Ferrari driver Kimi Raikkonen took pole position for the Monaco Grand Prix on Saturday, and title contender Lewis Hamilton failed to make the top 10 in a significant blow for Mercedes.
Ferrari has been quick all weekend and championship leader Sebastian Vettel starts on the front row alongside teammate Raikkonen. Vettel left it late but pushed Mercedes driver Valtteri Bottas back to third. Red Bull’s Max Verstappen starts fourth ahead of teammate Daniel Ricciardo, last year’s pole sitter here.
Raikkonen’s last pole was at the French GP as far back as 2008. The 37-year-old Finnish driver got a leading time of 1 minute, 12.178 seconds _ just ahead of Vettel’s 1:12.221.
“It doesn’t guarantee anything for tomorrow. Nevertheless, I’ll happily take it,” Raikkonen said. “I was very happy with the car. It was nice, straightforward qualifying.”
Pole position is even more valuable at Monaco, the hardest track to overtake on in F1.
Given the reliability and speed of Ferrari’s car, 2007 champion Raikkonen has a good chance of securing a 21st race win and his first since driving for Lotus at the season-opening Australian GP in 2013.

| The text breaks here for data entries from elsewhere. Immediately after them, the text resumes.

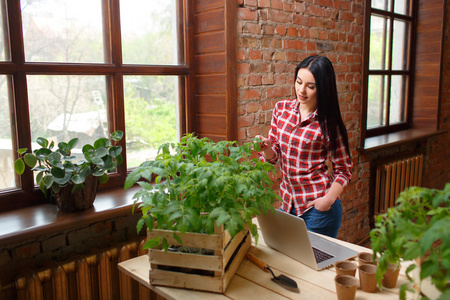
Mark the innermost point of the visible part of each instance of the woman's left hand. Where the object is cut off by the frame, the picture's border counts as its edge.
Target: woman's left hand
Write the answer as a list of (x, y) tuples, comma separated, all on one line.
[(321, 204)]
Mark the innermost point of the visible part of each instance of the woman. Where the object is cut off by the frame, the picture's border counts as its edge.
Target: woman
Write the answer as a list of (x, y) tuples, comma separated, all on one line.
[(305, 132)]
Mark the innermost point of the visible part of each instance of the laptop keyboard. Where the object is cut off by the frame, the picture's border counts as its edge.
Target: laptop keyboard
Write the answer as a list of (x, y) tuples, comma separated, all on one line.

Raikkonen is fourth in the championship standings and already 55 points behind Vettel. But he dismissed any talk that he might receive team orders in order to make way for Vettel, who has 44 career wins.
“I don’t know why everyone thinks it will be different tomorrow than the last two years,” Raikkonen said. “Just trying to make a stupid story or something. It’s going to be a long, difficult race.”

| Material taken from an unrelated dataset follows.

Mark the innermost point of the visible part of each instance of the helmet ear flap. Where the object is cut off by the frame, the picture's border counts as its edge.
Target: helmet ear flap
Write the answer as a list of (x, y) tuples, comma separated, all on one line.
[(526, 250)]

Even more so for Hamilton, whose chances of a third win at Monaco and 56th overall now look extremely remote.
The British driver headed into the weekend six points behind Vettel and aiming to move level with Ayrton Senna’s total of 65 pole positions. Instead, the three-time F1 champion could only get the 14th best time.
“Valtteri didn’t have any struggles today, so I’m a bit confused and I can’t pinpoint the problem,” Hamilton said. “I’m feeling pretty deflated right now. We just need to identify why I wasn’t able to be up there too.”

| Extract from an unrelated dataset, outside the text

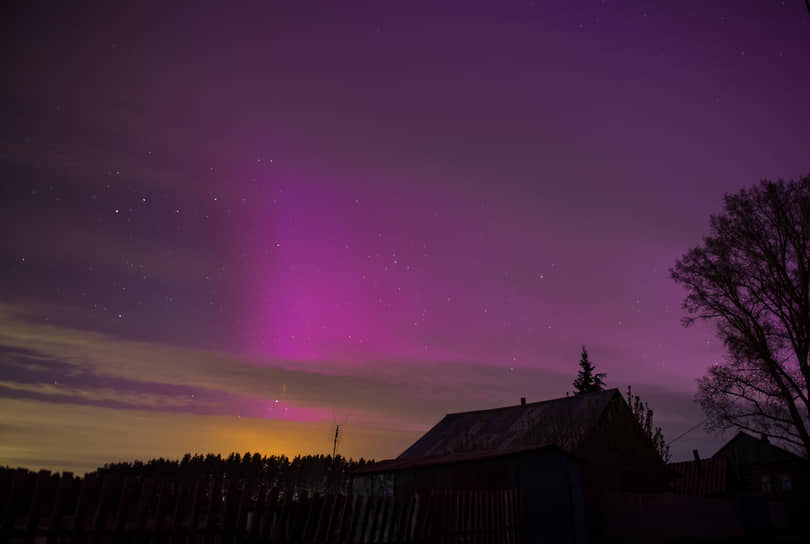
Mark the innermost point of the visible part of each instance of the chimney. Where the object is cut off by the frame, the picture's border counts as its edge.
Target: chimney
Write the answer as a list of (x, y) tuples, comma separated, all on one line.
[(697, 461)]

While Vettel and Raikkonen took 1-2 earlier in final practice, Hamilton was only fifth.
His form failed to improve in qualifying, twice wobbling on the track after losing grip on his car.
“This weekend has been a bit tricky for us,” said Bottas, who clocked 1:12.223. “It was quite difficult to get a lap together and Lewis also struggled with that. Ferrari had the upper hand in general.”
Vettel narrowly missed out on a 48th career pole.
“The car was really nice to drive. I was probably a bit too greedy and wanted a bit too much,” Vettel said. “The bottom line is that it’s a great result for the team.”
Qualifying is split into three sections, with five eliminated from Q1 and Q2 to leave 10 fighting it out in Q3.
Verstappen was fastest in Q1 ahead of Vettel and Raikkonen, with Hamilton already an ominous 10th.
Hamilton had a near miss early into Q2 when his car wobbled at the Massenet turn and he complained of a lack of grip. Mercedes took him back into the garage for a tire change but he continued to struggle with the car’s balance.
McLaren’s Stoffel Vandoorne had crashed near the end of Q2, meaning that a yellow flag ended it about one minute early. But Hamilton was arguably too far behind to make it into the top 10 shootout.
It was a little bit unfortunate with the yellow flag, but it doesn’t really matter now if I could have gone faster,” Hamilton said. “I would have struggled to make it into the top five with the pace that I had.”
“Mercedes had already experienced a problem in Thursday’s second practice, when the team botched a switch into quicker ultra-soft tires and Hamilton placed eighth in P2 with Bottas 10th.
The team sorted out the problem for Bottas, but not for Hamilton.
“Although we tried to retrace our steps, we never got it back on track for him,” head of Motorsport Toto Wolff said. “Tomorrow’s race will clearly be a case of damage limitation for him.”